Whether at work or home, do you ever argue with the reality of a situation? Are you creating drama that isn’t really necessary? For the large majority of us, if we’re honest with ourselves, the answer is a resounding YES, at least some of the time.
I know I’ve had many situations in the past where I felt like I was working harder than ever, but still not getting the results I wanted. Frustration was high while energy levels were low.
What I have come to realize and is that the suffering is optional. In her book, Reality-Based Leadership, Cy Wakeman does a great job of spelling this out.
We all tend to hold some beliefs that aren’t accurate. I know I had a situation earlier in my career where a coworker was given a promotion over me. I immediately made up a story in my mind about how she got it and I didn’t. The reality is that she probably did some things along the way to actually EARN the opportunity while I was too busy doing other things. Just because I wasn’t aware of all the facts, I made up my own.
This is what happens in organizations (and even home) way too often. We argue with reality.
In order to bring peace to our lives, we need to understand that the source of our suffering is not what happens to us, but the stories we create about what happens to us. Sometimes unconsciously, we tell ourselves these stories that aren’t even accurate and then live with the drama that follows.
As Cy puts it, “It’s the single largest barrier to peace and success for most people. The only way to change it is by becoming aware of when and how you tend to do it.” It’s learned helplessness.
Here are some examples of it:
- “This isn’t part of my job description.”
- “Why aren’t others more dedicated? I do everything around here.”
- “There’s never enough time.”
- “Management just doesn’t understand.
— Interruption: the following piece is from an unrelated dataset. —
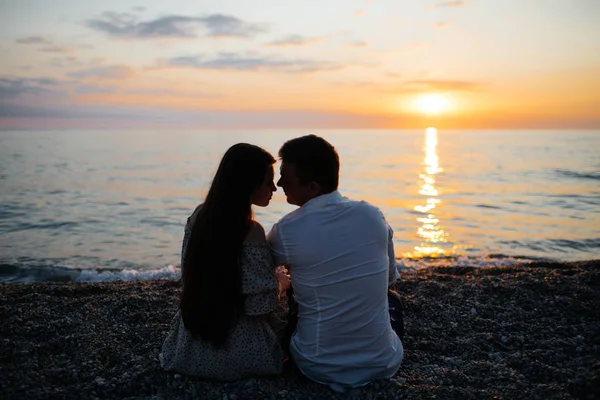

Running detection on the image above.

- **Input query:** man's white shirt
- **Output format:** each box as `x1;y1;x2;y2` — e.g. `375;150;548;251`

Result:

They only care about the bottom line.”
We are arguing with reality when we judge a situation in terms of right or wrong instead of fearlessly confronting what actually is the reality. Judging is a waste of time and energy and brings no value.
As a leader, if I allow people to complain and make excuses for their results, I am encouraging this learned helplessness and the victim mentality that goes with it. Doing so allows the idea that unless everything is 100 percent perfect, we can’t really be held responsible for the results.
Whether just watching out for yourself or also trying to lead others, you must remember this. Happiness is correlated to the amount of accountability you accept in your life. The more responsibility you take for your results, the happier you will be. It’s my choice. It’s your choice. Make the right choice!
Question: Do you work in an environment where this victim mentality is way too common? What can you do to change it?